Do not make the fatal mistake of distributing executive MDA appointments as ‘settlement’. If you must reward people, then perhaps, use some of the Board positions at the various agencies, but please do even these sparingly.


(2) Focus on the most important things
It is critical to concentrate on infrastructure, food, human capital development, security and improving public service efficiency. Yes, I know it is in the manifesto, but we know how manifestos work in Nigeria. So, please, actually focus on them. The word Focus does not even begin to address the importance. Make it an obsession: dedicate the best of our best resources to them, beg for more resources from richer nations, spend the bulk of your time supervising initiatives in these areas!

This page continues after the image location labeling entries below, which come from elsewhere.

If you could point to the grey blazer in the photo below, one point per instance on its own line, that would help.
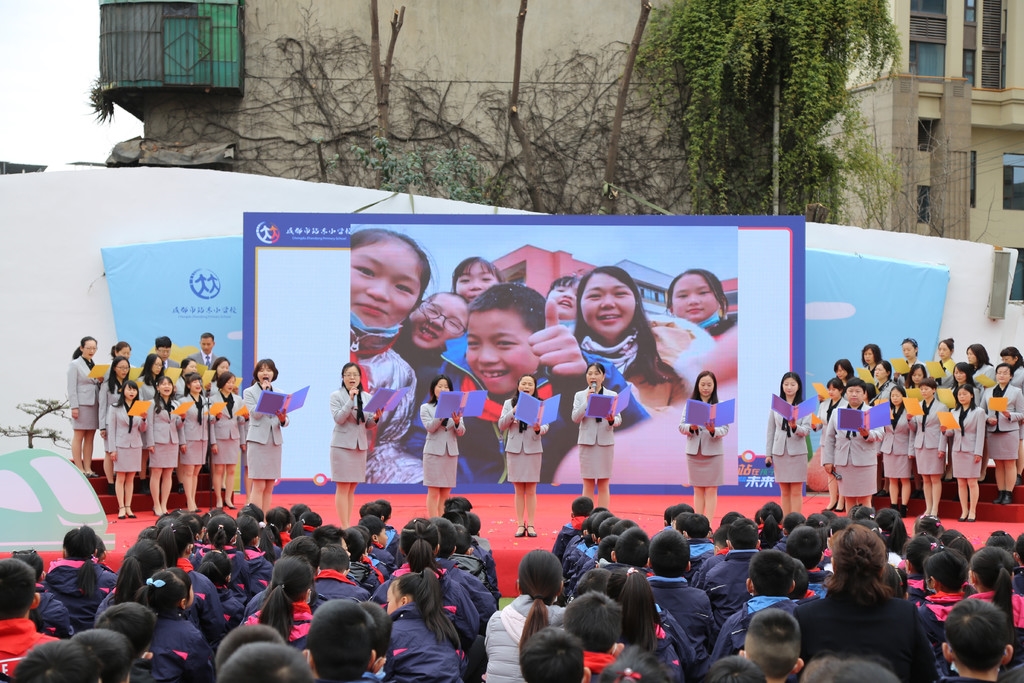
(1015, 406)
(930, 436)
(898, 441)
(165, 427)
(858, 451)
(118, 435)
(973, 438)
(776, 441)
(709, 443)
(593, 432)
(262, 428)
(440, 438)
(526, 440)
(81, 389)
(348, 434)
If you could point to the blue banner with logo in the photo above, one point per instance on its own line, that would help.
(179, 289)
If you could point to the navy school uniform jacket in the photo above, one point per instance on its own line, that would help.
(260, 569)
(302, 619)
(726, 584)
(690, 607)
(179, 651)
(61, 582)
(334, 585)
(416, 656)
(733, 634)
(231, 606)
(458, 604)
(52, 614)
(711, 561)
(565, 536)
(240, 567)
(933, 615)
(700, 550)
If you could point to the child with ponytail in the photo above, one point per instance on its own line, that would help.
(424, 642)
(540, 585)
(286, 606)
(180, 653)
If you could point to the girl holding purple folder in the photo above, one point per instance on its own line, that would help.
(786, 445)
(522, 456)
(705, 461)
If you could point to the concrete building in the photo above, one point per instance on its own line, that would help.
(952, 117)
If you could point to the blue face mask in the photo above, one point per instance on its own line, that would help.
(711, 321)
(359, 326)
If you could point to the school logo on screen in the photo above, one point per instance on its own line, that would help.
(205, 284)
(267, 232)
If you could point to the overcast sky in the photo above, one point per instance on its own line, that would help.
(49, 57)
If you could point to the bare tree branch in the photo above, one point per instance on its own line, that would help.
(607, 194)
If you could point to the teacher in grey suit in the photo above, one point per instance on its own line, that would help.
(83, 397)
(349, 442)
(597, 440)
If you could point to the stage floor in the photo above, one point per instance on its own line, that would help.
(498, 517)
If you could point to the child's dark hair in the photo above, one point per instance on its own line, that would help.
(771, 572)
(541, 579)
(633, 547)
(630, 589)
(893, 529)
(466, 264)
(670, 554)
(17, 589)
(335, 557)
(551, 655)
(770, 518)
(80, 544)
(131, 620)
(918, 550)
(526, 303)
(805, 546)
(693, 525)
(425, 590)
(216, 567)
(222, 531)
(596, 620)
(370, 236)
(582, 506)
(141, 561)
(993, 568)
(165, 590)
(419, 540)
(637, 665)
(978, 634)
(290, 583)
(948, 568)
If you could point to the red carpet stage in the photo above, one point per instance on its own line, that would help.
(498, 517)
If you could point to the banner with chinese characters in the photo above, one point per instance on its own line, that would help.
(178, 289)
(486, 300)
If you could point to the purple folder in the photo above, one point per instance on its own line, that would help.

This also requires that they be well managed, with clear deliverables and timelines for hitting relevant milestones. Avoid blandishments about improving the quality of life of the people, delivering the dividends of democracy or crowing about how many billions have been spent on projects. Think, talk and act in terms of specific, measurable outcomes that impact the people on a sustainable basis.

There are so many non-priority areas that take up time and resources. Please minimise the distraction from these areas. Anyway, just fill your to-do list with the most important things and these others will find their rightful place at the back of the queue.

(3) Fight corruption
You will not succeed at anything else if you fail to tackle this. To bring it home, even if we judiciously deploy 100% of our resources, it will not be sufficient to make us one of the 20 leading economies in the time frame we have been bandying about. Now consider that a hefty chunk of these resources is frittered away on unnecessary recurrent expenditure or stolen outright. The paradox is that a lot of the stolen money goes towards 2 things: to rig elections, which will not be necessary if governance is good; and to provide private infrastructure at a higher unit cost than would have been incurred on spending it on what it was intended for in the first place.

Therefore, strengthen the existing organs to plug the leakages and making it extremely unattractive to steal. How? The same way you delivered on your promise of free and fair elections: appoint the right persons, fund them adequately and stay out of their way.

(4)Lead!
The common refrain, though I wonder why people feel compelled to state it, is that ‘I voted for Goodluck not PDP’. Well, it is payback time sir! If we are to believe the election results, it was you people overwhelmingly voted for: not Buhari, not PDP, not MEND, not OBJ, certainly not Madam Patience but YOU!

So, step forward and take charge. This means many things. First, you must be take responsibility: for the future direction of Nigeria, for resolving crises whenever, wherever and in whatever form they occur, for the misdeeds of your officials, for the safety and security of your citizens. In short sir, you are responsible for Nigeria.

Also, you must actively manage the country’s affairs: develop the roadmap, organise the resources required to deliver and manage the daily task of delivering it. Oh, I almost forgot, it would be nice to occasionally let us know how things are going.

All the best, or should I say Good luck?